Todo esto confiere a las películas de Godard, sea cual fuera el periodo o la “época” a la que pertenezcan, no sólo un “aire de familia” inconfundible, sino una textura casi única en la historia del cine (incluso si se compara con las películas abiertamente encuadrables en lo que cabría denominar “cine documental de montaje de material de archivo”), y que parece aproximarse, en tono más modesto pero de forma más sistemática y constante, a ciertas tendencias del cine experimental o de vanguardia.
Notre musique |
Es curioso, por ello, que Godard no se haya dejado tentar, hasta ahora, por la reciente moda de invitar a los cineastas a realizar videoinstalaciones y “exponerlas” en galerías o museos, aunque es posible, según mis noticias, que ya esté preparando algo de este tipo para dentro de unos meses, organizado por Dominique Païni. Desde luego, pocas filmografías se prestarían más a ello, sin siquiera necesidad de hacerle un encargo específico.

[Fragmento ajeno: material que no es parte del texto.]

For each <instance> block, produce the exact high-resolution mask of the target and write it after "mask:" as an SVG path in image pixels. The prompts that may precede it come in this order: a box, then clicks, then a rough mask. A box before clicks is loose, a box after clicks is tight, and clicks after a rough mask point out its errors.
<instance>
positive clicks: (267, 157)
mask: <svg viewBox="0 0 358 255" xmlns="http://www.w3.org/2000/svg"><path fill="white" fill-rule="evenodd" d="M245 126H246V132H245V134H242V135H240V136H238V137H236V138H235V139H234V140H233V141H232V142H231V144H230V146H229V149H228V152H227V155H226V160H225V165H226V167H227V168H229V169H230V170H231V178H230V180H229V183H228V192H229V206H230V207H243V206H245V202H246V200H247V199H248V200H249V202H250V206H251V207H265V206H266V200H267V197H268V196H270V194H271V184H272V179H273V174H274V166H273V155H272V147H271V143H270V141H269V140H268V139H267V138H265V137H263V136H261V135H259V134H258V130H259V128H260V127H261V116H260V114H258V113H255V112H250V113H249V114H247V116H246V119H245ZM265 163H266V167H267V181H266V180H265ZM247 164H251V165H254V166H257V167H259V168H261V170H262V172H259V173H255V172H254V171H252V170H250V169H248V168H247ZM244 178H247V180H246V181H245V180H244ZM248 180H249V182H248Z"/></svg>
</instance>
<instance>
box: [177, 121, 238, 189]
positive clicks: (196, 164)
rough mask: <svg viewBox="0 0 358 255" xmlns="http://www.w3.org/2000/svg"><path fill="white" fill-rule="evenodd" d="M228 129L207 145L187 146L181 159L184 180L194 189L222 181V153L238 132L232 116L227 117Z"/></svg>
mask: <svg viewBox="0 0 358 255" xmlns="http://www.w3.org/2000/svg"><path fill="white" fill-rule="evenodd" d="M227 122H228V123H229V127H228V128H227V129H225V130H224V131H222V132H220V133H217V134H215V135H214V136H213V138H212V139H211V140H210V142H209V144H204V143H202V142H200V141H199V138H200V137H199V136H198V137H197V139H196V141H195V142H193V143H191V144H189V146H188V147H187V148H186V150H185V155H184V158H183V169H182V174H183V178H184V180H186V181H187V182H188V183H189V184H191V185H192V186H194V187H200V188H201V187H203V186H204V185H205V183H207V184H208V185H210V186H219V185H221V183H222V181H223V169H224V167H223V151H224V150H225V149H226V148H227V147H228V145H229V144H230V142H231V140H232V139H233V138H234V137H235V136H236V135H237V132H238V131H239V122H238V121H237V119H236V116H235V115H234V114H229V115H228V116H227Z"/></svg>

Su consciente y creciente afinidad con el trabajo de compositores musicales contemporáneos (sus bandas sonoras hace mucho que emplean pistas múltiples de gran complejidad y con frecuente recurso al “sampling”, con las voces -a veces sin diálogos inteligibles- empleadas del mismo modo que los ruidos y el silencio, como sonidos) y artistas plásticos en general -no sólo pintores, también escultores- parece evidente, “sintonía” que el propio Godard ha señalado en múltiples ocasiones durante los últimos decenios, y de la que pueden hallarse muestras abundantes en Prénom Carmen (Nombre: Carmen, 1982-83), “Je vous salue, Marie” (Yo te saludo, María, 1984), Détective (Detective, 1985), Hard and Soft (1985), King Lear (1987), Puissance de la parole (1988), Nouvelle Vague(1990), Hélas pour moi (1992), For Ever Mozart (1996), The Old Place (1999) o Notre Musique (Nuestra música, 2004), y sobre todo en la que creo su obra capital desde los años 60, la monumental reflexión sobre el cine y la historia que es Histoire(s) du Cinéma.